The important point, as was stressed by my hon. Friend, is that the Registrar himself must be not only independent, but must be seen to be and recognised by industry as a whole to be independent. If he is an appointee of the Attorney-General, I greatly fear that that recognition of his independence will not be apparent to industry as a whole. To take but one instance it is the Registrar who is required to instruct the Attorney-General's nominees about matters which appear before the Court, and to prepare and present the case before the Court.

If the appointee of the Attorney-General instructs the nominees of the Attorney-General, there is a considerable chance that the public will come to the conclusion that it is the Attorney-General himself who is doing what is being done. That is undesirable, and the Registrar would be placed in what would become the invidious position of being confused with the advocate who is to lay the matters before the Court. To take a simple example; every hon. Member is exceedingly anxious that there should be no question of an appearance on behalf of the Registrar being in the nature of a prosecution.

The duty of counsel is to lay facts before the Court fairly and squarely for all the parties who are represented. It is not his duty to take sides. But if—and I say only if—a nominee of the Attorney-General who was appearing as an advocate were to slide into the position of being a prosecutor, then inevitably the Registrar, if he was responsible to the Attorney-General would be tarred with the same brush. I see no reason why that risk should be run.

I therefore consider that it is essential that we should get the responsibility for the Registrar away from the Attorney-General if we are to do what I think is universally desired to preserve the Registrar's independence and the semblance of his independence as well. The Government themselves have recognised that need in the way in which they have drafted the Bill.

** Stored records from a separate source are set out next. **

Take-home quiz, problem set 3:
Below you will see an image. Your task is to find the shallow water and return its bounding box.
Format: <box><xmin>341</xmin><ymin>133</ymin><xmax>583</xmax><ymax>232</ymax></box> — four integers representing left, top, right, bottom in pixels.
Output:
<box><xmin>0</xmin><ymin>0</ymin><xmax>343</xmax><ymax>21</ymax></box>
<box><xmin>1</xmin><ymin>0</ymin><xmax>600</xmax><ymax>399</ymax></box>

They have inserted in the Bill the provision that the Registrar shall be appointed by Her Majesty, than which nothing could be more calculated to ensure the recognition of his independence.

However, we cannot do that, because, as I have said, this is an entirely new venture. Parliament is setting up not only a new procedure, but a new Court and a new approach towards the whole of the inquiry into this kind of business. Having set up the machinery, Parliament cannot possibly divorce itself from all responsibility. Accordingly, we must have available to the House a Minister who can accept responsibility to Parliament.

The question is, who is the appropriate Minister? I do not concur with my hon. Friend that it is the Attorney-General, for the reasons I have given. I certainly cannot agree with the hon. Lady that it is the President of the Board of Trade. That would inevitably be calculated to introduce the worst possible relations between industry and that Government Department. The third and last suggestion is the Lord Chancellor. That suggestion is contained in an Amendment which I hope to have the opportunity of moving later.

The Lord Chancellor may well be regarded as an unusual person for this purpose, but he already plays a very big part in the Bill. He is a desirable person to have the responsibility for this officer. The Lord Chancellor nominates the English judges to their appointments. He recommends to Her Majesty the other members who are to form the Court with the judges; he removes those other members; he appoints the officers and the servants of the Court; he determines the fees of the Court and he makes the rules of the Court.

He therefore already has a very substantial part indeed to play in the existing organisation. If the Registrar can also come under his wing, so to speak, he will not only have the dignity, which he ought to have, of being comparable to the judges of the Court who are appointed by the Lord Chancellor, but he will also gain benefit by that degree of independence which the Lord Chancellor always sheds upon all the appointments which he makes. For those reasons the Registrar should be and, in fact, must be responsible to the Lord Chancellor and therefore appointed by him.